Here, the trial court sentenced defendant to 16 months in state prison. The record indicates that he had been receiving social security disability benefits due to his mental impairment since July 1989 (age 29). In 1998, defendant told the psychologist he had never worked. The psychologist noted that he had worked briefly in the past. Defendant had a 10th grade education and attended special education classes throughout school. The psychologist noted that defendant was “unable to maintain concentration, persistence, and pace” and was “unable to relate well in the interview.” He opined defendant would “not be able to appropriately interact with supervisors and co-workers in a job setting.” At the time of his arrest, defendant had lived in a motel room with his brother for 15 years. Unlike the situation in Flores, in which “the People argued that a showing of unusual circumstances was conceivable because, according to the probation report, defendant possessed $1,500 worth of jewelry at the time of sentencing,” there was no showing defendant possessed any assets from which to pay attorney fees. (Flores, supra, at p. 1068.) Defendant’s imprisonment also eliminates the “likelihood that the defendant shall be able to obtain employment within a six-month period from the date of hearing,” except for the employment opportunities that prison offers. (§ 987.8, subd. (g)(2)(C).) On the other hand, it appears defendant was able to pay private counsel.

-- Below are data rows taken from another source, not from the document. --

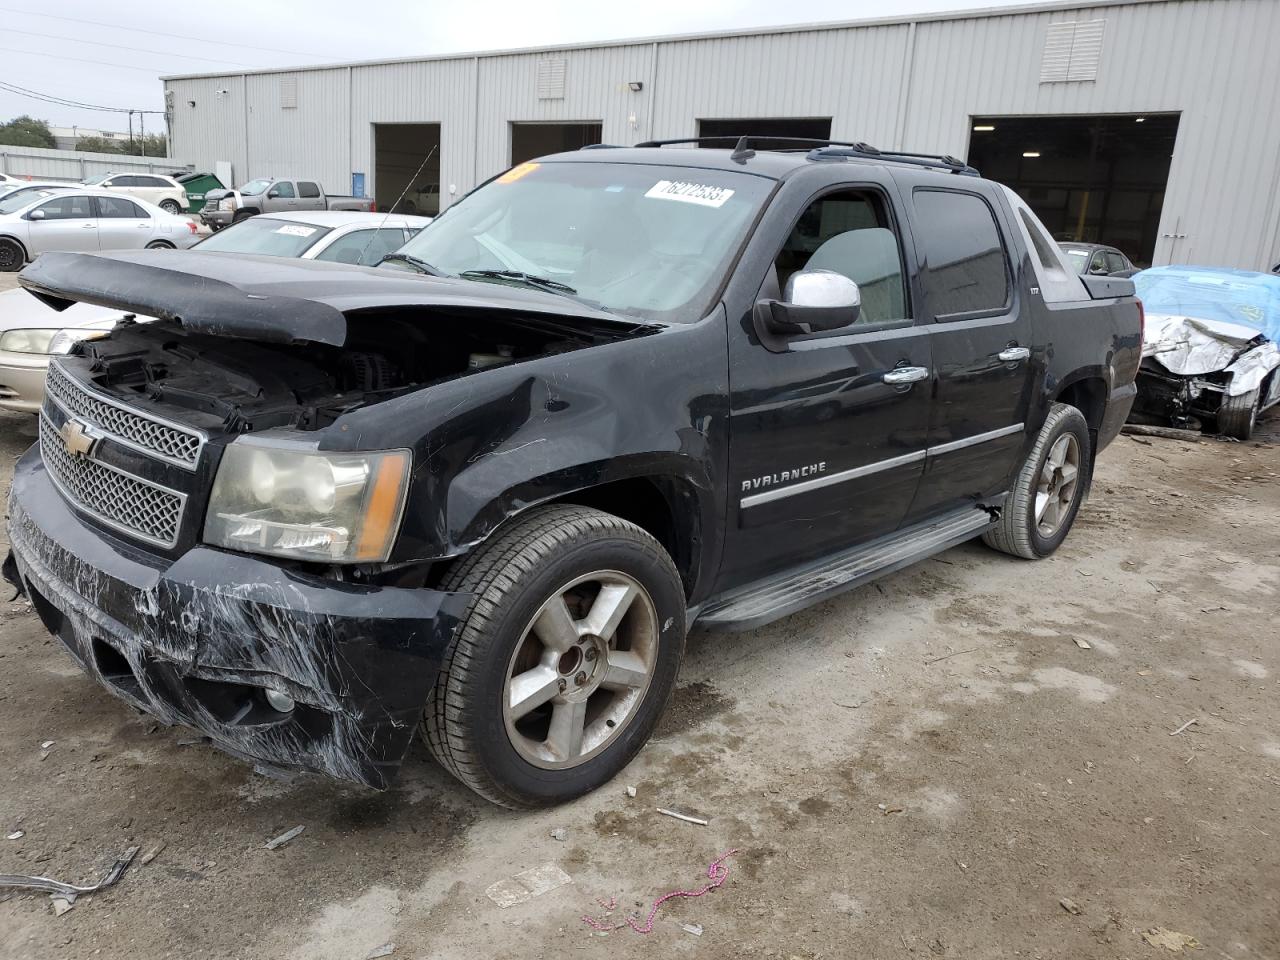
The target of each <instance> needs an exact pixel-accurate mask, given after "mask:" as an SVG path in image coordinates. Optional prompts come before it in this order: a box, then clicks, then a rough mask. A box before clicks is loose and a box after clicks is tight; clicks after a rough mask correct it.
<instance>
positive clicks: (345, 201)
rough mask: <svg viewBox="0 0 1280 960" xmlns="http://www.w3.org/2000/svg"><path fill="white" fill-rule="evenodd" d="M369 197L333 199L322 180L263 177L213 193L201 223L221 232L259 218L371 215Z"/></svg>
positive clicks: (373, 203)
mask: <svg viewBox="0 0 1280 960" xmlns="http://www.w3.org/2000/svg"><path fill="white" fill-rule="evenodd" d="M372 209H374V201H372V200H370V198H369V197H348V196H333V195H328V193H325V192H324V187H321V186H320V182H319V180H284V179H275V178H274V177H259V178H257V179H255V180H250V182H248V183H246V184H244V186H243V187H237V188H236V189H211V191H209V193H206V195H205V207H204V210H201V211H200V219H201V220H204V221H205V223H206V224H209V225H210V227H211V228H212V229H215V230H218V229H220V228H223V227H227V225H228V224H232V223H237V221H238V220H243V219H246V218H248V216H256V215H257V214H292V212H300V211H302V210H364V211H371V210H372Z"/></svg>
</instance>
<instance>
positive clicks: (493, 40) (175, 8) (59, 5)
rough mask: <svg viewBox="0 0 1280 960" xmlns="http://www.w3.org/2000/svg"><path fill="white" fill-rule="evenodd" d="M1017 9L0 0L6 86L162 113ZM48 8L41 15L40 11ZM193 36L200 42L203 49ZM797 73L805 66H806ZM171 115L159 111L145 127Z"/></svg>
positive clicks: (35, 112) (734, 3)
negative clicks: (449, 74) (489, 53)
mask: <svg viewBox="0 0 1280 960" xmlns="http://www.w3.org/2000/svg"><path fill="white" fill-rule="evenodd" d="M1019 1H1020V0H896V3H884V1H883V0H790V1H788V3H778V0H698V1H696V3H690V0H643V1H641V3H607V0H553V1H552V3H543V4H531V3H527V0H489V1H488V3H484V1H477V0H465V1H463V0H460V1H457V3H439V0H378V1H375V3H367V4H360V3H351V0H307V1H306V3H302V4H289V5H288V6H285V5H279V6H275V5H271V4H264V3H261V0H218V3H210V4H192V3H173V4H155V3H148V4H140V3H125V1H123V0H120V1H118V3H102V1H101V0H92V3H91V1H90V0H46V3H44V4H36V3H32V0H0V81H3V82H4V83H6V84H17V86H20V87H24V88H27V90H29V91H36V92H40V93H44V95H50V96H54V97H59V99H63V100H74V101H78V102H82V104H95V105H101V106H114V108H133V109H140V110H160V109H161V106H163V92H161V91H163V87H161V83H160V79H159V78H160V77H161V76H165V74H173V73H206V72H215V70H234V72H239V70H244V69H250V70H251V69H255V68H261V67H288V65H297V64H308V63H333V61H343V60H367V59H378V58H384V56H419V55H429V54H449V52H460V51H470V50H498V49H508V47H521V46H543V45H550V44H580V42H591V41H600V40H618V38H625V37H650V36H660V35H668V33H690V32H701V31H717V29H736V28H742V27H768V26H772V24H785V23H809V22H820V20H847V19H864V18H870V17H886V15H895V17H900V15H905V14H910V13H923V12H934V10H955V9H969V8H974V6H1001V5H1011V4H1014V3H1019ZM36 10H38V13H36ZM196 37H201V38H200V40H197V38H196ZM797 69H803V67H800V65H797ZM19 114H31V115H33V116H37V118H41V119H46V120H49V122H50V123H51V124H54V125H61V127H69V125H73V124H76V125H79V127H91V128H102V129H122V131H123V129H125V127H127V119H125V116H124V115H123V114H110V113H99V111H93V110H86V109H79V108H73V106H65V105H58V104H50V102H42V101H38V100H33V99H29V97H24V96H19V95H17V93H13V92H9V91H4V90H0V120H5V119H9V118H12V116H17V115H19ZM161 123H163V118H160V116H148V118H147V128H148V132H150V131H154V129H159V128H160V125H161Z"/></svg>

For all these reasons, we conclude the trial court erred when it ordered defendant to pay $500 in attorney fees. Since we remand for the appointment of conflict-free counsel to consult with defendant on a renewed motion to withdraw his plea, we shall also remand for the court to conduct a hearing on the issue of defendant’s ability to pay attorney fees. (Flores, supra, 30 Cal.4th at p. 1068 [passage of more than six months since pronouncement of judgment does not deprive trial court of jurisdiction under section 987.8 to correct its errors upon remand].) We note also that our remand order on the motion to withdraw the plea may result in the appointment of counsel, which may impact the attorney fees issue.
Disposition
The judgment based on the existing plea is modified, reversing the attorney fees order, and the case is remanded to the trial court to conduct a hearing on the issue of defendant’s ability to pay attorney fees.
The order on the motion to withdraw the plea is reversed and the matter is remanded to the superior court for the appointment of conflict-free counsel to consult with defendant regarding a renewed motion to withdraw the plea. After consulting with counsel, defendant will have the option of renewing his motion to withdraw the plea or may elect to withdraw his motion to withdraw his plea.
WE CONCUR: Bamattre-Manoukian, Acting P.J., Duffy, J.